WASHINGTON (Reuters) – U.S. President Donald Trump has ordered Pentagon and White House officials to begin planning a military parade in Washington similar to the Bastille Day parade he witnessed in Paris in July, the Washington Post reported on Tuesday.

At a meeting at the Pentagon on Jan. 18 that included Defense Secretary Jim Mattis and Joint Chiefs of Staff Chairman General Joseph Dunford, Trump said he wanted a military parade, the Post reported, citing a military official who spoke on condition of anonymity.

“The marching orders were: I want a parade like the one in France,” the military official said, according to the Post. “This is being worked at the highest levels of the military,” the official added.

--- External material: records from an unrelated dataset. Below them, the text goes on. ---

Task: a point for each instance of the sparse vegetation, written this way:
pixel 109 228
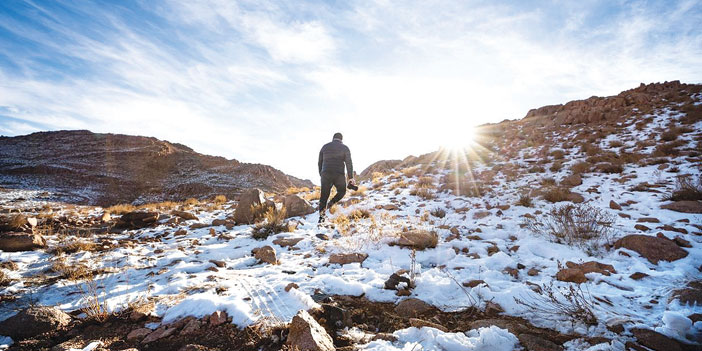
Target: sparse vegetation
pixel 273 223
pixel 687 188
pixel 580 225
pixel 570 303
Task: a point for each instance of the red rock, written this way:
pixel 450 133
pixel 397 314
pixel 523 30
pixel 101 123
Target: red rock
pixel 652 248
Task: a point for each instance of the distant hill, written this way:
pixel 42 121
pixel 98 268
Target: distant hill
pixel 80 166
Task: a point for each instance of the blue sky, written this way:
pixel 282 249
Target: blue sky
pixel 270 82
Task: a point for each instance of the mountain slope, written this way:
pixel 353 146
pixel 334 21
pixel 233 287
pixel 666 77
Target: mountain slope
pixel 85 167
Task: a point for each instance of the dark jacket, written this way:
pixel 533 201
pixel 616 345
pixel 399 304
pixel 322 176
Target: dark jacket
pixel 332 158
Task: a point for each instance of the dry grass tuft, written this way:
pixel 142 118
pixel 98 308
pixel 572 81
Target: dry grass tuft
pixel 580 225
pixel 273 223
pixel 686 188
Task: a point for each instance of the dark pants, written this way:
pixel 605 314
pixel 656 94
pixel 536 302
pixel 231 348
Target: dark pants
pixel 338 180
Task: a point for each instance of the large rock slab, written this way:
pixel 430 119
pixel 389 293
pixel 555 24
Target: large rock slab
pixel 13 242
pixel 418 239
pixel 307 335
pixel 34 321
pixel 296 206
pixel 652 248
pixel 137 219
pixel 243 213
pixel 684 206
pixel 343 259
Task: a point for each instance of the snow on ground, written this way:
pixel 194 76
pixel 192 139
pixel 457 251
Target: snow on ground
pixel 176 271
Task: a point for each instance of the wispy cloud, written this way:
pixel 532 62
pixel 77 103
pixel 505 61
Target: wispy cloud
pixel 270 81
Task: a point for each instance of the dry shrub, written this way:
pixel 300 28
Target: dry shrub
pixel 537 169
pixel 579 225
pixel 425 182
pixel 556 194
pixel 424 193
pixel 580 167
pixel 74 246
pixel 295 190
pixel 361 192
pixel 359 213
pixel 273 223
pixel 72 271
pixel 438 212
pixel 687 188
pixel 693 114
pixel 556 166
pixel 525 200
pixel 398 184
pixel 670 134
pixel 548 181
pixel 615 143
pixel 191 201
pixel 219 199
pixel 609 168
pixel 558 154
pixel 120 209
pixel 412 171
pixel 570 303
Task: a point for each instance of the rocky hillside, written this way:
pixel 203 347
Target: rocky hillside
pixel 90 168
pixel 546 234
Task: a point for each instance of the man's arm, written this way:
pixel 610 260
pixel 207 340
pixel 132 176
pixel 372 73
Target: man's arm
pixel 349 164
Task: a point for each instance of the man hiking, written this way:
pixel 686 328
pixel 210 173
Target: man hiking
pixel 332 158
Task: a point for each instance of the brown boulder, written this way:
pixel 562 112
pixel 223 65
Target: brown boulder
pixel 689 295
pixel 265 254
pixel 184 215
pixel 684 206
pixel 652 248
pixel 343 259
pixel 307 335
pixel 34 321
pixel 572 180
pixel 13 242
pixel 615 206
pixel 412 307
pixel 136 220
pixel 285 242
pixel 243 213
pixel 573 275
pixel 533 342
pixel 418 239
pixel 296 206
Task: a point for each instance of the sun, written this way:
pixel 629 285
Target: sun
pixel 460 138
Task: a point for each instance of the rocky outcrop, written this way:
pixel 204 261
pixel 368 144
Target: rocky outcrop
pixel 596 109
pixel 34 321
pixel 13 242
pixel 136 220
pixel 307 335
pixel 296 206
pixel 105 169
pixel 244 212
pixel 652 248
pixel 684 206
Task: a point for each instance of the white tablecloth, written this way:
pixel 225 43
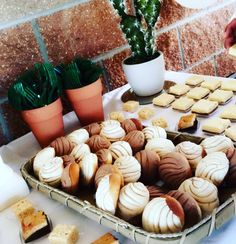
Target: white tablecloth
pixel 19 151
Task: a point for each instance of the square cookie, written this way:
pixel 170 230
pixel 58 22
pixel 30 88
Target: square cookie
pixel 198 93
pixel 163 100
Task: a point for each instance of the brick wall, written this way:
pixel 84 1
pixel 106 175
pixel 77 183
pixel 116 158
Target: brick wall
pixel 59 30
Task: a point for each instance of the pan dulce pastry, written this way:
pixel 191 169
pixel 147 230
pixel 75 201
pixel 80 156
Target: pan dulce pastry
pixel 108 192
pixel 193 152
pixel 163 100
pixel 174 169
pixel 129 167
pixel 163 215
pixel 161 146
pixel 88 167
pixel 120 148
pixel 203 191
pixel 132 200
pixel 152 132
pixel 149 162
pixel 213 167
pixel 98 142
pixel 70 178
pixel 136 139
pixel 104 156
pixel 80 151
pixel 42 157
pixel 192 211
pixel 51 172
pixel 62 146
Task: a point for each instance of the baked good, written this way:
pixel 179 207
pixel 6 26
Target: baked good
pixel 42 157
pixel 161 146
pixel 183 104
pixel 108 192
pixel 151 132
pixel 213 167
pixel 221 96
pixel 163 215
pixel 188 123
pixel 80 151
pixel 98 142
pixel 204 107
pixel 129 167
pixel 218 144
pixel 104 156
pixel 107 169
pixel 136 139
pixel 149 162
pixel 146 113
pixel 203 191
pixel 51 172
pixel 64 234
pixel 193 152
pixel 62 146
pixel 120 148
pixel 174 168
pixel 130 106
pixel 70 178
pixel 211 84
pixel 216 125
pixel 192 211
pixel 179 89
pixel 78 136
pixel 34 226
pixel 163 100
pixel 88 168
pixel 132 200
pixel 229 112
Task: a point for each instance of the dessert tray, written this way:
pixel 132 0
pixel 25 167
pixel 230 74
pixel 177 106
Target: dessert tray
pixel 85 204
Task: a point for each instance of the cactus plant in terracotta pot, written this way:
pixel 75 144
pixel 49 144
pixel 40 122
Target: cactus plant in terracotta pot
pixel 145 68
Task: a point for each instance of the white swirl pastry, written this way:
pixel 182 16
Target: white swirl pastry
pixel 163 215
pixel 161 146
pixel 80 151
pixel 191 151
pixel 50 173
pixel 203 191
pixel 213 167
pixel 42 157
pixel 108 192
pixel 129 167
pixel 152 132
pixel 78 136
pixel 88 167
pixel 132 200
pixel 120 148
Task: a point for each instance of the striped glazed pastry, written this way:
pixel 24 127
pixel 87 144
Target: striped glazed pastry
pixel 213 167
pixel 203 191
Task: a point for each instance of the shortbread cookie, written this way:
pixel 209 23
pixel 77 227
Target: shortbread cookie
pixel 198 93
pixel 221 96
pixel 163 100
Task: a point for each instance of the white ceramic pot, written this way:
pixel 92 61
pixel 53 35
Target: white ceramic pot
pixel 146 78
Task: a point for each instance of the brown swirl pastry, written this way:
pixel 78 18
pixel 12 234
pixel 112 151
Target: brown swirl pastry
pixel 174 168
pixel 193 213
pixel 98 142
pixel 62 146
pixel 149 161
pixel 136 139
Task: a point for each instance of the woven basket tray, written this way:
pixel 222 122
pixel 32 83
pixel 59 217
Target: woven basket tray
pixel 85 204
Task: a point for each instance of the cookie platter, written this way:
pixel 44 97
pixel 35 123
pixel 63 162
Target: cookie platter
pixel 84 203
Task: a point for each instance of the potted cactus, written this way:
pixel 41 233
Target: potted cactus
pixel 145 68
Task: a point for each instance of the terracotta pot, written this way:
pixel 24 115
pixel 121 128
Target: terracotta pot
pixel 46 123
pixel 87 102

After the Post published its story, the White House issued a statement that said Trump “has asked the Department of Defense to explore a celebration at which all Americans can show their appreciation.”

A White House official, who spoke on condition of anonymity, said the parade planning was in the “brainstorming” stage and nothing had been decided, the Post reported.

The Pentagon was aware of a request for a parade but was only just starting to explore possibilities, including on timing, a Pentagon spokesman told Reuters.

Trump has said he was impressed by the military parade he watched in Paris on July 14. U.S. and French soldiers marched together to mark 100 years since the United States entered World War One and France’s annual Bastille Day holiday. It included tanks, armored vehicles and a flyover of U.S. and French military jets.

“To a large extent because of what I witnessed, we may do something like that on July 4 in Washington down Pennsylvania Avenue,” Trump told reporters in September. “We’re actually looking into it.”

The U.S. capital has held large military displays to mark significant occasions, including victories in war, but rolling tanks and marching troops down Pennsylvania Avenue are not typically done on the U.S. Independence Day holiday.